Not every parallel query can access IM segments on other nodes. As explained in the related whitepaper (http://www.oracle.com/technetwork/database/in-memory/overview/twp-oracle-database-in-memory-2245633.html) Auto DOP is required for this. Your statement level hint enables Auto DOP which provides the affinity of scans. So you need Auto DOP enabled either with parallel_degree_policy=auto (or adaptive) or with a hint like you did.

Reply
- Christian Antognini
  
  11 November 2014
  
  Hi
  
  You are absolutely right. Thank you for pointing it out.
  
  Best,
  Chris
  
  Reply

Jonathan Lewis

11 November 2014

Chris,

Was your tablespace locally managed with uniform extents of 1MB ? If so that could explain the 275,000 single block reads in Test 3

Christian Antognini

11 November 2014

Hi Jonathan

No uniform extent size. Here are the details:

SQL> SELECT extent_management, allocation_type, segment_space_management
  2  FROM user_tablespaces
  3  WHERE tablespace_name = (SELECT tablespace_name
  4                           FROM user_tables
  5                           WHERE table_name = 'T');

MGM ALL SEGMEN
--- --- ------
LOC SYS AUTO

SQL> SELECT bytes, count(*)
  2  FROM user_extents
  3  WHERE segment_name = 'T'
  4  GROUP BY bytes
  5  ORDER BY bytes;

     BYTES   COUNT(*)
---------- ----------
     65536         16
   1048576         63
   8388608        120
  29360128          1
  63963136          2
  67108864        171

Could you please explain why a uniform extent size of 1MB could explain that?

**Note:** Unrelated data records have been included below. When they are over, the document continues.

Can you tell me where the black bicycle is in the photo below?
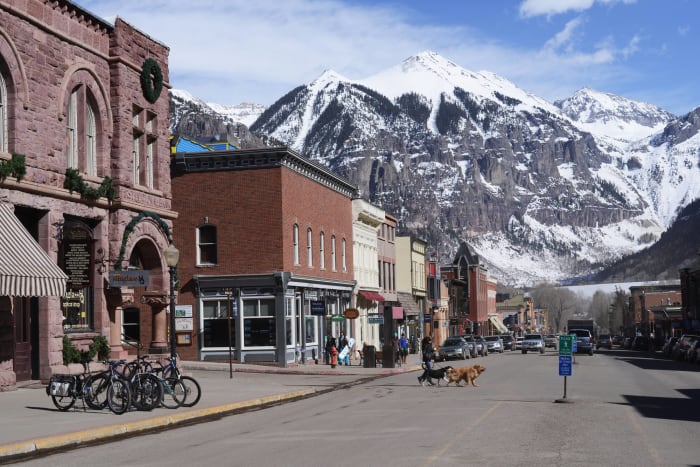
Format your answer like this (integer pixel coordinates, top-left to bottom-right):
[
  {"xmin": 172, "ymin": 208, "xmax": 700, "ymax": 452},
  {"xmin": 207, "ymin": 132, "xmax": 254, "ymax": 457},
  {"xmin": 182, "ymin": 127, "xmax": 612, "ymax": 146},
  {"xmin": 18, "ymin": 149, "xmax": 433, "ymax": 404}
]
[
  {"xmin": 153, "ymin": 357, "xmax": 202, "ymax": 407},
  {"xmin": 46, "ymin": 360, "xmax": 131, "ymax": 415}
]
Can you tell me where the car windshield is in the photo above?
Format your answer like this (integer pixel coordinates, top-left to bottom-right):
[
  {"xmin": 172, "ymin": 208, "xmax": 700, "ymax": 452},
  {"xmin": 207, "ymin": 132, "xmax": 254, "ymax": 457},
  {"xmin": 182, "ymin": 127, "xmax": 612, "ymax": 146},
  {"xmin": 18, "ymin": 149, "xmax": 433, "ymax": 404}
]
[{"xmin": 569, "ymin": 329, "xmax": 591, "ymax": 337}]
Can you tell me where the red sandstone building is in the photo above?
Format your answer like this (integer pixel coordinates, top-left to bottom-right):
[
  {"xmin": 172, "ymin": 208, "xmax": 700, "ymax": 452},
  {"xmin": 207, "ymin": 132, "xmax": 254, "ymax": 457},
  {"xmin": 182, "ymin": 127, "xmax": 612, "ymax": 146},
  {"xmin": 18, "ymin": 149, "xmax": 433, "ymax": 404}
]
[
  {"xmin": 0, "ymin": 0, "xmax": 176, "ymax": 390},
  {"xmin": 172, "ymin": 147, "xmax": 357, "ymax": 366}
]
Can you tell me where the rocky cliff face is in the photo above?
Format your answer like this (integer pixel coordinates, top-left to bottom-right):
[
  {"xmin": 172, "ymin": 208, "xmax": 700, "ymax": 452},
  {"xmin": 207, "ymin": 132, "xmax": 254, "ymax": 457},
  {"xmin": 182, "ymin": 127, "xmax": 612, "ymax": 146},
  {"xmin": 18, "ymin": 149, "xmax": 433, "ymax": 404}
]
[{"xmin": 171, "ymin": 53, "xmax": 700, "ymax": 284}]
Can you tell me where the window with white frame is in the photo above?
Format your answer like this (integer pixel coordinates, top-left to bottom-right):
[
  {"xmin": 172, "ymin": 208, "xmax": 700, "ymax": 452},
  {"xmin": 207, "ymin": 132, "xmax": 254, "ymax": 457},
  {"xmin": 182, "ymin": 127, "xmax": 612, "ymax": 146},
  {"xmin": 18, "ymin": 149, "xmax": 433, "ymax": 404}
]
[
  {"xmin": 0, "ymin": 73, "xmax": 9, "ymax": 152},
  {"xmin": 340, "ymin": 239, "xmax": 348, "ymax": 272},
  {"xmin": 292, "ymin": 224, "xmax": 299, "ymax": 265},
  {"xmin": 318, "ymin": 232, "xmax": 326, "ymax": 269},
  {"xmin": 243, "ymin": 297, "xmax": 277, "ymax": 348},
  {"xmin": 202, "ymin": 298, "xmax": 236, "ymax": 347},
  {"xmin": 197, "ymin": 224, "xmax": 218, "ymax": 266},
  {"xmin": 66, "ymin": 85, "xmax": 98, "ymax": 177},
  {"xmin": 331, "ymin": 235, "xmax": 336, "ymax": 271},
  {"xmin": 306, "ymin": 227, "xmax": 314, "ymax": 268},
  {"xmin": 131, "ymin": 107, "xmax": 158, "ymax": 189},
  {"xmin": 122, "ymin": 307, "xmax": 141, "ymax": 345}
]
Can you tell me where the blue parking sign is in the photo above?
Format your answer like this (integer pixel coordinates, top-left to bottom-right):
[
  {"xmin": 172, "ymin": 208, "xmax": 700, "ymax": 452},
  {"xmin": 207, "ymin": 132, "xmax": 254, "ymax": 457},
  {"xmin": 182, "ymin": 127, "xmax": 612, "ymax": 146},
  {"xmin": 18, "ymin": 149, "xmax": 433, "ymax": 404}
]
[{"xmin": 559, "ymin": 355, "xmax": 573, "ymax": 376}]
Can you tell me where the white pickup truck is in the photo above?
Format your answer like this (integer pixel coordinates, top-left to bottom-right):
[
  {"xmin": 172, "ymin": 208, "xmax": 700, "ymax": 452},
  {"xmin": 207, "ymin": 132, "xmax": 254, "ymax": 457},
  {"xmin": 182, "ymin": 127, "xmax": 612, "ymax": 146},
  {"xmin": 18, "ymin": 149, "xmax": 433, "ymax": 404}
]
[{"xmin": 520, "ymin": 334, "xmax": 544, "ymax": 353}]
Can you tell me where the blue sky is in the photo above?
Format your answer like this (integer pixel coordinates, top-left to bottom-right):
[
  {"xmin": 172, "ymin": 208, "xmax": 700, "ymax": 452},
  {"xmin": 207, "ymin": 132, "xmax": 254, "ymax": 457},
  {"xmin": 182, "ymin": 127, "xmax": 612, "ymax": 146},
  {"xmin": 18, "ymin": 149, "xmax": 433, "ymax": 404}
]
[{"xmin": 83, "ymin": 0, "xmax": 700, "ymax": 115}]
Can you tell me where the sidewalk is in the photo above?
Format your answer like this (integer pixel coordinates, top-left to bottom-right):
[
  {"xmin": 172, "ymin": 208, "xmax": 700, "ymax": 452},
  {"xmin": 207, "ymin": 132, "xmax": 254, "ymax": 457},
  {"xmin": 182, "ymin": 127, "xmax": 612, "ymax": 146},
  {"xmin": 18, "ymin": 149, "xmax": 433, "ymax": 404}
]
[{"xmin": 0, "ymin": 356, "xmax": 420, "ymax": 463}]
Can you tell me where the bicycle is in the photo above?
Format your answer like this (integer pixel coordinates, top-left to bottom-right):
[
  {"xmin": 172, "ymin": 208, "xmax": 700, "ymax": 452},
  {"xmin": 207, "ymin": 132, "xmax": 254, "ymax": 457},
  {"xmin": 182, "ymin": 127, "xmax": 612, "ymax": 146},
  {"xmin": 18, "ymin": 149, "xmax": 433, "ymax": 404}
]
[
  {"xmin": 46, "ymin": 360, "xmax": 131, "ymax": 415},
  {"xmin": 153, "ymin": 357, "xmax": 202, "ymax": 407}
]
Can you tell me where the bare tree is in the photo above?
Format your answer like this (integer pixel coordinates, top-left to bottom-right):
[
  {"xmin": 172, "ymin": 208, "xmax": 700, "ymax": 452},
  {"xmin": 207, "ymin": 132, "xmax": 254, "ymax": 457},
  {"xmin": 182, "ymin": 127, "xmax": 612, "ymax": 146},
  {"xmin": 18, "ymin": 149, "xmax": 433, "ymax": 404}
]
[{"xmin": 589, "ymin": 290, "xmax": 615, "ymax": 334}]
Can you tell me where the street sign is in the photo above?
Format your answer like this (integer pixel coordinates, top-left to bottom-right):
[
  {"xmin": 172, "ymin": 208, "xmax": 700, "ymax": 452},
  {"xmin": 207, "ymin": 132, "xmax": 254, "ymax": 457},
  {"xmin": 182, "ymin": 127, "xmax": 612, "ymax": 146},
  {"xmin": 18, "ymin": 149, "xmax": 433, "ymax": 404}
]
[
  {"xmin": 559, "ymin": 355, "xmax": 572, "ymax": 376},
  {"xmin": 559, "ymin": 336, "xmax": 576, "ymax": 356}
]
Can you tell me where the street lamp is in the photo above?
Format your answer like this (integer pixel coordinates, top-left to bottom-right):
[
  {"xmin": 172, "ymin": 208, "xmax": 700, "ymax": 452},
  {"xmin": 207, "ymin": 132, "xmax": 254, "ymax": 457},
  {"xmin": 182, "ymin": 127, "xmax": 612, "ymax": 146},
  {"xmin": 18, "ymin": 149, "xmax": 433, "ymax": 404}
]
[{"xmin": 163, "ymin": 243, "xmax": 180, "ymax": 358}]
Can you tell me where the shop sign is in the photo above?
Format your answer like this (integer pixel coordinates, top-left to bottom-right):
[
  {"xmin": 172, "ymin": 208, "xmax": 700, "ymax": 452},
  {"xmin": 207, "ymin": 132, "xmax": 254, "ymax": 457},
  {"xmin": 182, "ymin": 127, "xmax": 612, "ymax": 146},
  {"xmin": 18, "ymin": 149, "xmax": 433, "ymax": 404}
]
[
  {"xmin": 343, "ymin": 308, "xmax": 360, "ymax": 319},
  {"xmin": 109, "ymin": 269, "xmax": 150, "ymax": 287},
  {"xmin": 309, "ymin": 300, "xmax": 326, "ymax": 316}
]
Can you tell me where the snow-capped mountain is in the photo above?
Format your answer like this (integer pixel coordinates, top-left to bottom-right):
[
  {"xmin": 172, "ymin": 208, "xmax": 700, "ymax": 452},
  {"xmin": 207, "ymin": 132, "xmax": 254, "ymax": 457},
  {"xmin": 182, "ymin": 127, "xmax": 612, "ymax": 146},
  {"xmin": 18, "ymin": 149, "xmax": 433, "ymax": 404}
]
[
  {"xmin": 171, "ymin": 52, "xmax": 700, "ymax": 285},
  {"xmin": 554, "ymin": 88, "xmax": 676, "ymax": 143}
]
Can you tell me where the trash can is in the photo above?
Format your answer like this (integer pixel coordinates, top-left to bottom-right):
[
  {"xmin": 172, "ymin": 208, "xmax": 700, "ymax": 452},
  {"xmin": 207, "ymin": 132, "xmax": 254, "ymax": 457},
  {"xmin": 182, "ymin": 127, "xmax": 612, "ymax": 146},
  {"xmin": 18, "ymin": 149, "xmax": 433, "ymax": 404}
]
[{"xmin": 362, "ymin": 345, "xmax": 377, "ymax": 368}]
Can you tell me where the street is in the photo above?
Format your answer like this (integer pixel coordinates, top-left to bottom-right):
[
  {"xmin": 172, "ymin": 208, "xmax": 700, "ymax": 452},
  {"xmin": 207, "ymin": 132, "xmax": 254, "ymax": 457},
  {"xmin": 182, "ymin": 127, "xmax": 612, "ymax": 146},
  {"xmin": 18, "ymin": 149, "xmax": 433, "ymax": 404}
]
[{"xmin": 12, "ymin": 350, "xmax": 700, "ymax": 467}]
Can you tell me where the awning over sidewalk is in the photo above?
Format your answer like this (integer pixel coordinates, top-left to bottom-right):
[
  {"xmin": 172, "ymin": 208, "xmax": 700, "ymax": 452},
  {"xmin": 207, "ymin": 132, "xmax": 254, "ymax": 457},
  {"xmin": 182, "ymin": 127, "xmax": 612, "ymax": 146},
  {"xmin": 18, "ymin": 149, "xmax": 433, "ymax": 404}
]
[
  {"xmin": 0, "ymin": 204, "xmax": 68, "ymax": 297},
  {"xmin": 489, "ymin": 316, "xmax": 510, "ymax": 333},
  {"xmin": 396, "ymin": 292, "xmax": 420, "ymax": 316},
  {"xmin": 358, "ymin": 290, "xmax": 384, "ymax": 302}
]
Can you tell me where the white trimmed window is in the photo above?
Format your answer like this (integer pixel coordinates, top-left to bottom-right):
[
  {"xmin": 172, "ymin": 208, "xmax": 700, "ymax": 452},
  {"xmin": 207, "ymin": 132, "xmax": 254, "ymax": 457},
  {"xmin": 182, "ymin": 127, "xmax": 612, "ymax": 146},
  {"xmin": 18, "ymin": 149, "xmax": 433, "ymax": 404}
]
[{"xmin": 306, "ymin": 228, "xmax": 314, "ymax": 268}]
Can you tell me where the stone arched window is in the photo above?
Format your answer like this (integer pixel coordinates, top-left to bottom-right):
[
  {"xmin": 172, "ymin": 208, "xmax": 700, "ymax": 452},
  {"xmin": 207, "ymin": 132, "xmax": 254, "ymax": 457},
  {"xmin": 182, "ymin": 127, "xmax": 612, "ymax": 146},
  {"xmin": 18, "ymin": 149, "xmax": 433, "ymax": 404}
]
[{"xmin": 66, "ymin": 84, "xmax": 100, "ymax": 177}]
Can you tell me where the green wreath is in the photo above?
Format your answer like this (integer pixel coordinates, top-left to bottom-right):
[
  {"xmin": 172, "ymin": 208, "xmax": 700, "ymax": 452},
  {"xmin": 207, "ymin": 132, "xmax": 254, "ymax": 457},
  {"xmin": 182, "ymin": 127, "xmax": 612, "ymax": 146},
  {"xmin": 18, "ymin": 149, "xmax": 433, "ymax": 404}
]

BTW, most multi-block reads (cell multiblock physical read) are of 1MB.

Thank you,
Chris

Quick Links to Helpful Literature on Oracle Database In-Memory Column Store. | Kevin Closson's Blog: Platforms, Databases and Storage

12 November 2014

[…] Fellow Oaktable Network member Christian Antognini has produced a very important article regarding how Oracle Database 12c In-Memory Column Store with Real Application Clusters is questionable unless using Oracle storage (Exadata, SPARC SuperCluster). I found Christian’s article very interesting because, after all, the topic at hand is an in-memory cache product (a.k.a., In-Memory Column Store). I fail to see any technical reason why Oracle wouldn’t support an in-memory product with blocks from any and all storage. It is in-memory after all, isn’t it? Please visit Christian’s article here: The Importance of the In-Memory DUPLICATE Clause for a RAC System. […]
Mark W. Farnham

12 November 2014

This all begs the question of why you are not allowed to control instances considered for the distribution of the non-duplicate in memory column store. Perhaps this non-feature (surely trivial to NOT distribute at all if only a single instance is listed for a table) yielding your only one instance up results if the correct instance is used for the query is the continuance of the deprecation of application affinity. Perhaps Oracle will see the light and realize allowing instance designation dovetailed with application affinity could allow customers to have a functional column store much larger in aggregate for the operational cost of grouping analytical targets by instance. To me this seems like a worthwhile feature to add for non-engineered systems in particular, but for any RAC implementation where natural opportunities for application affinity exist.

Reply
Kerry Osborne

12 November 2014

Hi Chris,

I am surprised by all the single block reads in test 3l. In my tests it generally uses multi-block reads. Do you have ideas as to why that might be occurring?

Kerry

Reply
- Christian Antognini
  
  13 November 2014
  
  Hi Kerry
  
  Unfortunately, I didn’t have time to look at it in detail. My present guess: it is because of the way data is distributed. For example, I would like to test whether I am able to reproduce the same issue with a partitioned table using DISTRIBUTE BY PARTITION.
  
  In any case, the problem was reproduced independently by a colleague of mine on a different system (a non-engineered one) with completely different data.
  
  Best,
  Chris
  
  Reply
Brian Peasland

14 November 2014

I find the DUPLICATE clause to be misleading in non-Engineered systems. You can specify it with no errors. Explain Plans on other instances show the InMemory option is used. Yet the segment is only in one instance’s IM store. I blogged my findings here: http://www.peasland.net/2014/11/13/inmemory-duplicate-confusion-in-oracle-rac/

Thanks,
Brian

Reply
- Christian Antognini
  
  14 November 2014
  
  Hi Brian
  
  I fully agree with you. It should not be possible to set it in case it’s not used.
  What I do not understand in what you posted is why data is not distributed. Did you wait long enough?
  
  Best,
  Chris
  
  Reply
Bertrand

5 December 2014

Hi Christian,

I tried to get rid of the default behaviour on non Engineered Systems (“Every row of the test table is stored in the IMCS of either one instance or the other”) for 2 reasons:

1) Your finding: It could lead to bad performance.
2) In case of service defined as preferred/available, it would make sense to have the IMCS populated with all the DATA on the “active” Instance.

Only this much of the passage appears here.